Los sistemas modernos permiten intervenir con precisión, integrando materiales con clasificaciones de reacción al fuego adecuadas, capas de protección específicas y soluciones constructivas que evitan el efecto chimenea. En un hospital, estas decisiones técnicas se traducen en tiempos de respuesta más amplios, mejores condiciones de evacuación y menor impacto del incendio sobre pacientes y personal.
La protección pasiva como eje de la seguridad hospitalaria
La resolución municipal apunta de forma implícita a la necesidad de reforzar la protección pasiva en la zona afectada y en el conjunto del edificio. Este enfoque integra soluciones constructivas que actúan desde el diseño y la rehabilitación, sin depender de sistemas activos, para contener el fuego y preservar la estabilidad estructural.
En hospitales, la protección pasiva adquiere una relevancia estratégica: compartimentación eficaz, sellado de pasos de instalaciones, revestimientos con comportamiento predecible ante altas temperaturas y protección de elementos estructurales. La correcta implementación de estas medidas reduce el riesgo sistémico, mejora la resiliencia del edificio y protege la inversión pública a largo plazo.
Coordinación técnica y continuidad asistencial
El reto no se limita a ejecutar obras en plazo. Es imprescindible una coordinación técnica precisa entre administración, proyectistas y dirección facultativa para minimizar interferencias con la actividad hospitalaria. La planificación por fases, la señalización adecuada y la gestión de accesos permiten mantener la seguridad sin comprometer la atención a los pacientes.

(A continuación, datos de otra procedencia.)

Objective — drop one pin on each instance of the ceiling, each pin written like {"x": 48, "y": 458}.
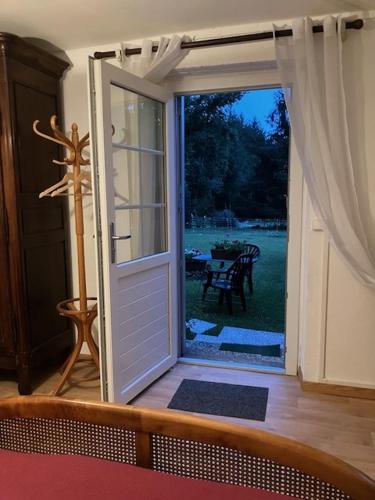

La experiencia reciente subraya la necesidad de protocolos claros y decisiones técnicas fundamentadas. La evaluación del resto de fachadas, tal como exige Urbanismo, permitirá anticipar riesgos y adoptar medidas preventivas, evitando futuras incidencias y reforzando la confianza ciudadana.
Responsabilidad pública y estándares exigentes
El mandato municipal establece un precedente relevante: no basta con reparar, es imprescindible mejorar. La sustitución del sistema de fachada debe responder a estándares exigentes, alineados con la normativa y con las mejores prácticas técnicas. Este enfoque protege a los usuarios, optimiza recursos y reduce la probabilidad de siniestros.
La posibilidad de ejecución subsidiaria, en caso de incumplimiento, refuerza el carácter imperativo de la resolución. Se trata de una medida disuasoria que prioriza la seguridad y garantiza que el interés general prevalezca sobre cualquier demora administrativa.
Un paso decisivo hacia edificios sanitarios más seguros
La intervención en el Hospital Santa Lucía representa una oportunidad para elevar el nivel de seguridad de las infraestructuras sanitarias. La combinación de exigencias técnicas claras, plazos definidos y control documental configura un modelo de actuación replicable en otros centros.
Apostar por soluciones contrastadas, certificación rigurosa y una protección integral del edificio refuerza la resiliencia ante emergencias y salvaguarda la continuidad asistencial. La seguridad contra incendios no admite atajos: exige decisiones firmes, ejecución precisa y verificación técnica hasta el último detalle.